四 両外務大臣は,アルゼンティン外務大臣の訪日を契機として,その審議を開始した日・ア民間合同委員会の任務が新たな通商関係を刺激するために必要且つ有益であることを認めた。

五 両外務大臣は,両国間におけるより活発な貿易の諸条件の政善に対する一切の障碍を排除することを欲しつつ,一九六一年一二月二〇日に東京で署名された日本国とアルゼンティン共和国との間の友好通商航海条約の両国による批准を新たに促進することに意見の一致をみた。また,両外務大臣は,両国政府が同条約の諸規定を適用するに当っては,同条約が他方の締約国を差別的に待遇しないという原則を一般的に基礎として作成されていることを尊重する旨を確認した。

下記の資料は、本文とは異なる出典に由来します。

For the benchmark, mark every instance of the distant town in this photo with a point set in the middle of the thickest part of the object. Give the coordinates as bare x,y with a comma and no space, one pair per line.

さらに,両大臣は,本条約に関連して次のとおり表明することに合意した。

 本条約第一二条の適用に際しては,両国が加盟国であるところの一九四八年三月六日にジュネーヴで署名された政府間海事協議機関条約第一条(b)項が,同機関の目的の一つは,海運業務が世界の通商に差別なしに利用されることを促進するため,政府による差別的な措置及び不必要な制限で国際貿易に従事する海運に影響のあるものの除去を奨励することである旨,並びに政府が自国の海運の発展及び安全保障のために行なう援助及び奨励は,その援助及び奨励が,すべての国籍の船舶が国際貿易に自由に参加することを制限するような措置に基づいていない限り,差別的待遇とはならない旨を規定していることを考慮に入れるものとする。

 同条約の第一三条第四項に関し,アルゼンティン共和国が,同国の関税及び貿易に関する一般協定への正式加入に際して,同国が隣接国またはペルー共和国に同協定への仮加入前に与えた利益を留保する旨を表明する場合は,日本国政府は,同協定の締約国団の会議において賛成投票を行なう用意がある。